FIG. 1 is a partially enlarged side sectional view of an airtight structure of an optical fiber portion of an optical module according to an embodiment of the present invention.

FIG. 2 is a plan view of an airtight structure of an optical fiber portion of a conventional optical module.

FIG. 3 is a partially enlarged side sectional view of FIG.

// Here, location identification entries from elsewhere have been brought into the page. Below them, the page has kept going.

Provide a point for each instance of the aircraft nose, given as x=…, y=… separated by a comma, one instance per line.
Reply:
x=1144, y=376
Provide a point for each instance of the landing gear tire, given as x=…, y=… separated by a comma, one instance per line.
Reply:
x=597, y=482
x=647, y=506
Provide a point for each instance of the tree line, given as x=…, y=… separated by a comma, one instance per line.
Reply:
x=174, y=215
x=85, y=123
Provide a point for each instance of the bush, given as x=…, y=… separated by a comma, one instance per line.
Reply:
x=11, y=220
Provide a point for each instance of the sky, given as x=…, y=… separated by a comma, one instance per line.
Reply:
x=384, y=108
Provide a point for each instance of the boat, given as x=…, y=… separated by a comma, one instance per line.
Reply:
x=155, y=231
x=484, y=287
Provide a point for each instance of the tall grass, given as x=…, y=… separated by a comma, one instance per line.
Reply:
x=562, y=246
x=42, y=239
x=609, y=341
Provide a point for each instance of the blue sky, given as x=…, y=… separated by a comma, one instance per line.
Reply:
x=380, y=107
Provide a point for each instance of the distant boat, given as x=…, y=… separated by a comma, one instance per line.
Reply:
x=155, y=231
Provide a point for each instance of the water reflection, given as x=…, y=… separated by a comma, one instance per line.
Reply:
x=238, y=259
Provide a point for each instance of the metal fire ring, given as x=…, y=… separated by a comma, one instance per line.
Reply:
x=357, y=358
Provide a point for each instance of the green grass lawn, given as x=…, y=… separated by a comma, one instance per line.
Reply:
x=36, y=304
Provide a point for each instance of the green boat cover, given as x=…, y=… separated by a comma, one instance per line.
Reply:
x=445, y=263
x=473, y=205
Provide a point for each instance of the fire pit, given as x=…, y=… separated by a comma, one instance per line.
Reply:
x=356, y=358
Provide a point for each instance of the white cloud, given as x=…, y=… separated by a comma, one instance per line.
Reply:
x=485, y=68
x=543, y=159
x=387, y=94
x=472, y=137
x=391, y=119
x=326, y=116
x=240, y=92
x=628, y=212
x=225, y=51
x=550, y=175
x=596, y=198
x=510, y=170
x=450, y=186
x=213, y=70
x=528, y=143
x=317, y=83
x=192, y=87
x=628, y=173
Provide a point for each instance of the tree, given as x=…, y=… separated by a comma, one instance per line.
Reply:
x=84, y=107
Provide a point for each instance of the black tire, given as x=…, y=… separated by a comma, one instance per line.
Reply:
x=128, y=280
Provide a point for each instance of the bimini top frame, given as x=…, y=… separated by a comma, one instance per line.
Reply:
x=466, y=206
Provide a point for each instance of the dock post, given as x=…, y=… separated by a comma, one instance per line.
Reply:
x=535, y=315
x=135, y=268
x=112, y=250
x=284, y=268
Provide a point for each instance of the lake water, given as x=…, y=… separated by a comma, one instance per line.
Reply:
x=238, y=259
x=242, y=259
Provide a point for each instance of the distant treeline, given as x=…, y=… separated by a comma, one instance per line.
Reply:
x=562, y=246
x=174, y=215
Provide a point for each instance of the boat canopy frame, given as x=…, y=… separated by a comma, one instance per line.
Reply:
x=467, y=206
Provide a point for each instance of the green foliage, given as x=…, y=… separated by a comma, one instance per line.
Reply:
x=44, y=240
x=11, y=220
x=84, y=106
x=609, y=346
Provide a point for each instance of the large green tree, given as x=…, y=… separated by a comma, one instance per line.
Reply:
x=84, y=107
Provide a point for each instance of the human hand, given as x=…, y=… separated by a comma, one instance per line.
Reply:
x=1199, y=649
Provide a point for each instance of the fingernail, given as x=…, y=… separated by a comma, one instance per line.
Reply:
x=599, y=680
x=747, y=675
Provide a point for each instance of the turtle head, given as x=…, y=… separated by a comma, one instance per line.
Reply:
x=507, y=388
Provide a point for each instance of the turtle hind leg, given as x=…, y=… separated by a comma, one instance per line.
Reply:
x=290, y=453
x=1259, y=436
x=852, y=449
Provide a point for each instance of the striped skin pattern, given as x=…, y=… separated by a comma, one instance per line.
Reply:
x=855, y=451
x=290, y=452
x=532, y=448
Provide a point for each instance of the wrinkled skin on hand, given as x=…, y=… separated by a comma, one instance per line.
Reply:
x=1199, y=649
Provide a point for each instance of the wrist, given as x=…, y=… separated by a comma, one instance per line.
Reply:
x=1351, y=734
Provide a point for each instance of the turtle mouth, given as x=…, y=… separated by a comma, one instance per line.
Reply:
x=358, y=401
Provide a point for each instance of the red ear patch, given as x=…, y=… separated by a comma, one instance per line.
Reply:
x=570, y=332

4A and 4B are partially enlarged side cross-sectional views showing a conventional assembly procedure.

[Explanation of symbols]

DESCRIPTION OF SYMBOLS 1 ... Optical fiber reinforcement sleeve, 2 ... Airtight stopper, 11 ... Case, 11a ... Insertion hole, 12 ... Optical module main body, 19
… Optical fiber, M… Optical module.

Claims (1)

[Scope of utility model registration request] 1. An insertion hole (11a) is formed in one wall surface of a case (11) accommodating an optical module main body (12), and an optical fiber (19) connected to the optical module main body is inserted through the insertion hole. In an optical fiber part airtight structure of an optical module (M) that extends to the outside of the case and hermetically seals between the insertion hole and the optical fiber, the optical module is fixed to a portion located on the insertion hole on the optical fiber. An optical fiber portion of an optical module, comprising: an optical fiber reinforcing sleeve (1); and an airtight plug (2) press-fitted in a gap between the optical fiber reinforcing sleeve and the insertion hole so as to be deformable. Airtight structure.